Activists and religious organizations are calling on Pope Francis to revoke the “doctrine of discovery”—

27th July, 2022.      //   General Interest  // 

Doctrine of Discovery: How the 500-year-old Catholic decree encouraged colonization

Louise Large thrashed and screamed, fighting the black-robed nuns who held her tightly while speaking in a language she couldn’t understand.  As she watched her grandmother walk away, the young Cree girl realized she’d been left at the Blue Quill, a residential school for Indigenous children in Alberta, Canada. Afterward, she said in a 2011 testimony to the Truth and Reconciliation Commission of Canada, “I just screamed and screamed for hours.”

Soon, Large realized that she must adhere to a strict schedule at the school that revolved around Christianity, which she was now expected to practice. The children prayed so much, she said sarcastically, that they all got “boarding school knees”—joints turned callused and creaky because of the schools’ forced prayers.Large was living out the legacy of the colonization of Canada, whose government forced more than 100,000 First Nations children to attend residential schools that stripped them of their Indigenous identities and attempted to convert them to Christianity

In the 21st century, the Truth and Reconciliation Commission would uncover the history of the schools and their effects on Indigenous Canadians. Along the way, it documented how a centuries-old religious doctrine enabled the founding and operation of schools that caused so much harm.

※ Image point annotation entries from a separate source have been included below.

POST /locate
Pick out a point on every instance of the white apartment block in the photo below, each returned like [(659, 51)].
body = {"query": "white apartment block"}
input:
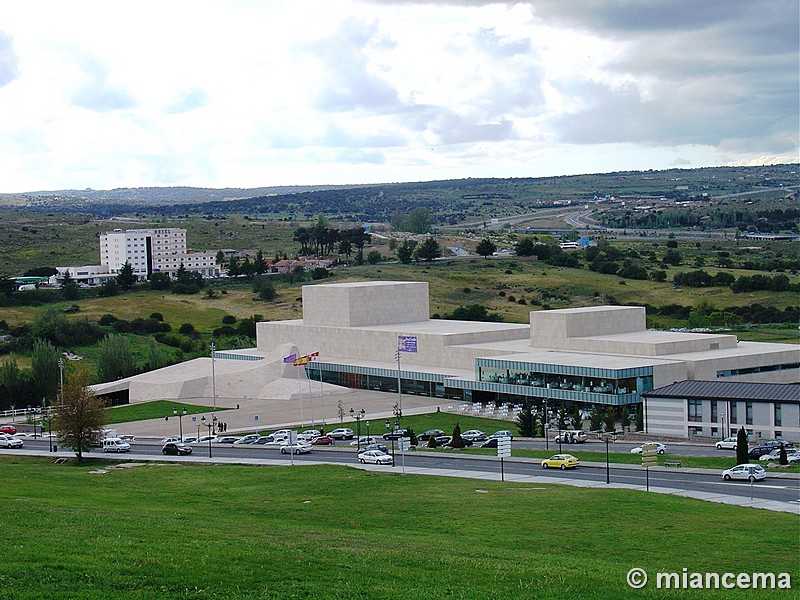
[(153, 251)]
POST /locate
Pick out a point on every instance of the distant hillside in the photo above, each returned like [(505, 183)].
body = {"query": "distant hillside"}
[(452, 201)]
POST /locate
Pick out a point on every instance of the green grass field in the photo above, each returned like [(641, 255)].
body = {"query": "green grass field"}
[(186, 531)]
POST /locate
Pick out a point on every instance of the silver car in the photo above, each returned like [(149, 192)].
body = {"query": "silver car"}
[(9, 441)]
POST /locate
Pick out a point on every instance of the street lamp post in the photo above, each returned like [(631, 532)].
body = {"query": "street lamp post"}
[(61, 381), (180, 416), (358, 415), (213, 388), (210, 427), (392, 434)]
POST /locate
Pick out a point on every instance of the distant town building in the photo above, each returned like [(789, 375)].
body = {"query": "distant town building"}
[(148, 251)]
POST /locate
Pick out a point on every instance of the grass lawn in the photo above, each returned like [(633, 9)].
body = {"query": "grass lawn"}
[(186, 531), (153, 410)]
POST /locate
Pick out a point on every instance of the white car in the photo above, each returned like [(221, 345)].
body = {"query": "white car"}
[(775, 456), (364, 441), (375, 457), (747, 472), (660, 449), (726, 444), (342, 433), (247, 439), (204, 439), (296, 448), (9, 441), (474, 435)]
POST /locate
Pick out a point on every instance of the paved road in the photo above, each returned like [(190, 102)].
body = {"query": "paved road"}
[(778, 492)]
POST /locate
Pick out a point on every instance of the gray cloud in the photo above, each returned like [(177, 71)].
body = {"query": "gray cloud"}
[(95, 92), (348, 84), (189, 100), (9, 63)]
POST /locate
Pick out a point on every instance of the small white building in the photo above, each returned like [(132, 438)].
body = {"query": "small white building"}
[(720, 408)]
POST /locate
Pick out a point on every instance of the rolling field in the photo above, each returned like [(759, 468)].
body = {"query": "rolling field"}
[(184, 531)]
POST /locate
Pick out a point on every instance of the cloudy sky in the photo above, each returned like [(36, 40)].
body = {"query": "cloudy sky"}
[(247, 93)]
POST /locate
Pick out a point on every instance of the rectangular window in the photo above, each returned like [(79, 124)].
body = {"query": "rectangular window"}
[(695, 410)]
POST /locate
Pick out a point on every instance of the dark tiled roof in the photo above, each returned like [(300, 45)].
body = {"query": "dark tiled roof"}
[(729, 390)]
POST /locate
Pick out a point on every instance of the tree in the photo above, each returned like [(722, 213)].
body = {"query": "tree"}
[(156, 356), (115, 358), (456, 440), (486, 247), (11, 383), (418, 220), (126, 278), (741, 447), (525, 247), (80, 418), (44, 369), (429, 249), (405, 252)]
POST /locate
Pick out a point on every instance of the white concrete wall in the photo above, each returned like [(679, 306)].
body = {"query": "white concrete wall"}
[(365, 303)]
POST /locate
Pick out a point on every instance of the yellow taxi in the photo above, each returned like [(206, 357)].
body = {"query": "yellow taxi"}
[(561, 461)]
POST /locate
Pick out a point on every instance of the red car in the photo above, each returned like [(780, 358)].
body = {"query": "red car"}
[(323, 440)]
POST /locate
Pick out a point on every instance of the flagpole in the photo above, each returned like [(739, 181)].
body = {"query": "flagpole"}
[(300, 390), (321, 395)]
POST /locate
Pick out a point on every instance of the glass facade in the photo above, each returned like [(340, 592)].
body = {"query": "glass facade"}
[(501, 381)]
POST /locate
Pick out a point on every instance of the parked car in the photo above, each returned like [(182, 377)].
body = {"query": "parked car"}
[(571, 437), (176, 448), (364, 441), (342, 433), (375, 456), (775, 455), (264, 440), (204, 439), (322, 440), (441, 440), (227, 439), (9, 441), (425, 435), (395, 434), (560, 461), (660, 449), (474, 435), (759, 451), (115, 445), (247, 439), (296, 448), (747, 472), (379, 447)]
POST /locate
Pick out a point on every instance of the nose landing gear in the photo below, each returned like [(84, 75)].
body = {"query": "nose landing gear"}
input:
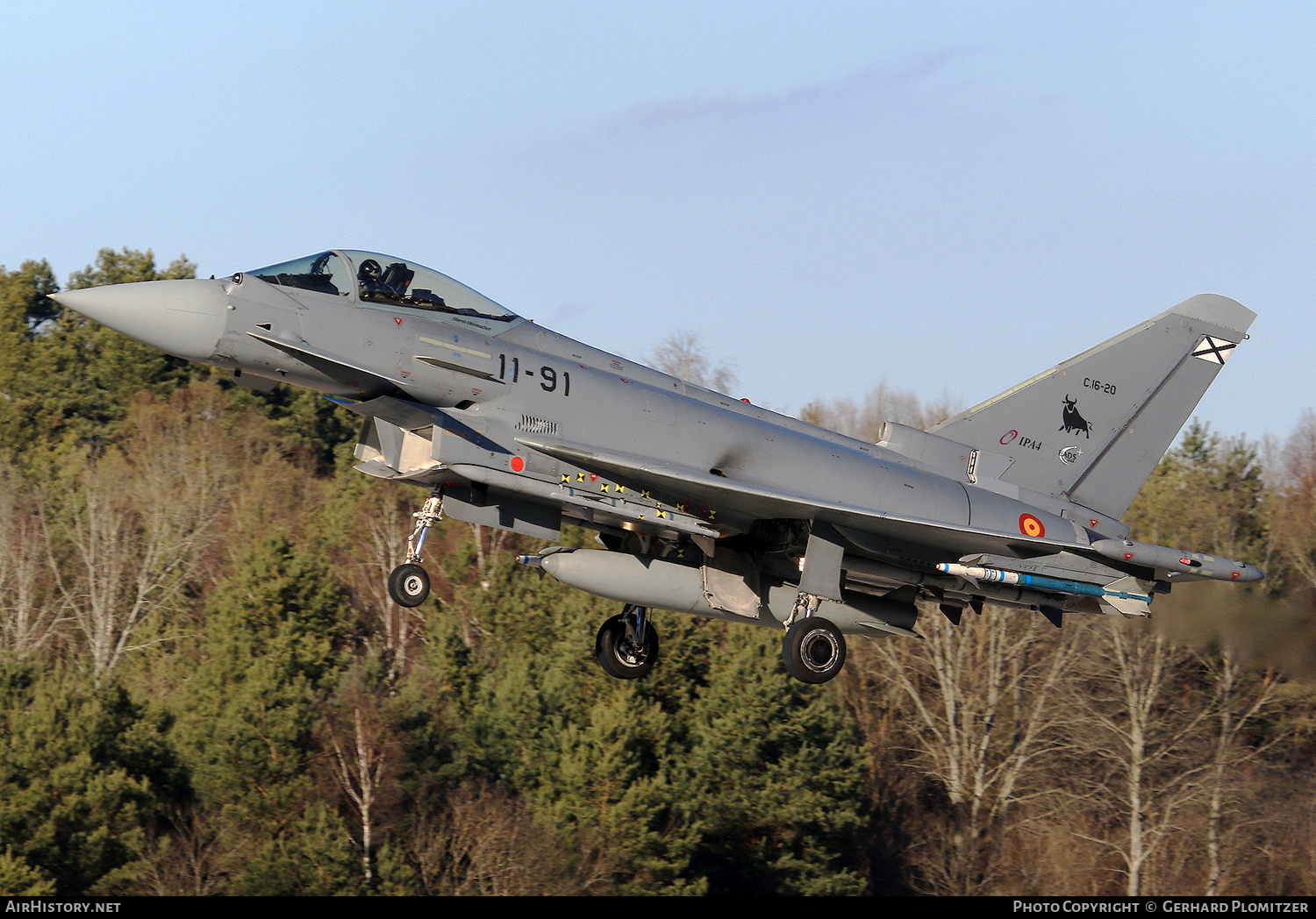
[(626, 645), (408, 584)]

Ahead of Pope Francis’ week-long trip to Canada that begins on July 24, activists and religious organizations alike have called on the Catholic leader to revoke the “doctrine of discovery”—a series of 15th-century papal decrees that laid the foundation for the European takeover of the New World and the annihilation of Indigenous culture in the name of Christianity. Here’s how those decrees became the legal basis for colonization—and the legacy they have left behind.

Origins of the Doctrine of Discovery

The doctrine has its roots in the early days of the Age of Exploration. Throughout the 15th century, the Roman Catholic Church responded to European Catholic nations’ ambitions to explore and colonize other regions. In a series of edicts known as papal bulls, popes gave those nations the right to take control of other lands, subdue the people who already lived there, and convert them to Christianity.

The most influential of those decrees was Inter Caetera, a papal bull issued by Pope Alexander VI in 1493. A year earlier, in 1492, explorer Christopher Columbus had arrived in the Americas on an expedition funded by the Spanish monarchy. Though the purpose of the journey was to find a westerly route to Asian trading centers, it also presented an opportunity for Spain to expand both its kingdom and Christianity’s reach.

Alexander VI was a Spaniard with close ties to the monarchy—and his papal reign was marked with scandals stemming from his greed, corruption, and nepotism. When Portugal complained that Columbus and Spain were interfering with its own ambitions for the New World, the pope issued a document asserting that Spain had the exclusive right to territory west of the Azores and Cape Verde Islands in the mid-Atlantic Ocean.

The encyclical didn’t just give Spain carte blanche to claim lands in the New World. It also linked exploration and colonization to Christianity and conversion. Nations should make it a priority to ensure “that in our times especially the Catholic faith and the Christian religion be exalted and be everywhere increased and spread, that the health of souls be cared for and that barbarous nations be overthrown and brought to the faith itself,” Alexander instructed.

The pope’s reasoning drew in part on the emerging concept of terra nullius, Latin for “empty land.” Any place not already occupied by Christians was considered free for the taking by Christian Europeans—regardless of how many people already lived there or the advancement of their civilizations.